While the SaCas9 PAM may seem more restrictive, it expands the total number of editable sites when used alongside SpCas9. If a desired DNA target lacks the NGG sequence required by SpCas9, it might possess the NNGRRT sequence needed for SaCas9. This complementarity provides scientists with more options to find a suitable location for genetic modification.
Key Advantages of the SaCas9 System
A primary advantage of the SaCas9 system is the physical size of the nuclease. The SaCas9 protein is composed of approximately 1053 amino acids, making it significantly smaller than the SpCas9 protein, which has about 1368 amino acids. This size difference means its corresponding gene is more than one kilobase shorter.
This compact size is beneficial for in vivo gene therapy applications, where the editing machinery must be delivered into living organisms. The most common delivery vehicle for this purpose is the Adeno-Associated Virus (AAV), which is constrained by a packaging limit of roughly 4.7 kilobases of genetic material.
The larger gene for SpCas9 (around 4.2 kb) pushes this limit, making it challenging to package it into a single AAV with its guide RNA and regulatory elements. In contrast, the smaller SaCas9 gene (around 3.2 kb) fits comfortably within a single AAV vector with all other required components. This all-in-one system simplifies the delivery process and increases the efficiency of gene editing.

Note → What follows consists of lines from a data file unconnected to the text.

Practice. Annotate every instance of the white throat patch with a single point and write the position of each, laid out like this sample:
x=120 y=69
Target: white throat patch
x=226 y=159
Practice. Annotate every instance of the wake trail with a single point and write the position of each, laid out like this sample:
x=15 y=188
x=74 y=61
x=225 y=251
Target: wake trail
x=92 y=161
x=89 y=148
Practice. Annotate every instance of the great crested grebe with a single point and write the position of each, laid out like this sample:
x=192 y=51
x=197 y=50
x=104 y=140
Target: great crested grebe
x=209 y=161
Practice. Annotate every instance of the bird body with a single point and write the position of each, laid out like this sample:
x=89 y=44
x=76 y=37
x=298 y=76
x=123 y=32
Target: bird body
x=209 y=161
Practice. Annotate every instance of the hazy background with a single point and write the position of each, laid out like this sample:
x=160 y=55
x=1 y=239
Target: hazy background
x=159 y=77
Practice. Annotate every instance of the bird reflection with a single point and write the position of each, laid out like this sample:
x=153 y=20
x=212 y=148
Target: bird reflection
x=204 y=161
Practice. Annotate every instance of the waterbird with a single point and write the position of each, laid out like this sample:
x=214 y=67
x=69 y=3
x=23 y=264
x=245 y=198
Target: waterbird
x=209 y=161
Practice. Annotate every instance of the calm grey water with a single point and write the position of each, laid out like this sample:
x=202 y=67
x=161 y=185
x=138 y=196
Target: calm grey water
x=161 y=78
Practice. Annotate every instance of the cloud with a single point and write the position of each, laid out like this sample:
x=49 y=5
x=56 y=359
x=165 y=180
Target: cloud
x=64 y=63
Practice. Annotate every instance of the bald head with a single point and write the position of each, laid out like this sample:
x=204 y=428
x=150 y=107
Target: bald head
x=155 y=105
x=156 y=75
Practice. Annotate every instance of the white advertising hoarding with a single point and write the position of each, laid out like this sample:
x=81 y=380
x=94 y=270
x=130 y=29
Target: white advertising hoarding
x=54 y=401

Engineered SaCas9 Variants for Expanded Targeting
While wild-type SaCas9 is effective, its targeting is limited by the need for a specific NNGRRT PAM sequence. To overcome this constraint, researchers have used protein engineering to create modified versions of SaCas9 with altered or more relaxed PAM specificities. This work expands the number of genomic sites that can be accessed for gene editing.
A notable engineered version is KKH-SaCas9. Through targeted mutations, scientists modified the part of the nuclease that recognizes the PAM. The resulting KKH-SaCas9 variant recognizes a more flexible NNNRRT sequence. This change removes the requirement for a guanine at the third position, nearly quadrupling the number of potential target sites within the human genome compared to its wild-type predecessor.
The development of such variants demonstrates how gene-editing tools can be tailored for greater utility, making previously untargetable regions of a gene accessible. Creating high-fidelity variants also reduces off-target effects, enhancing the precision and safety of these tools for therapeutic applications. This field of protein engineering remains an active area of research, with ongoing efforts to design new Cas nucleases with broader targeting capabilities.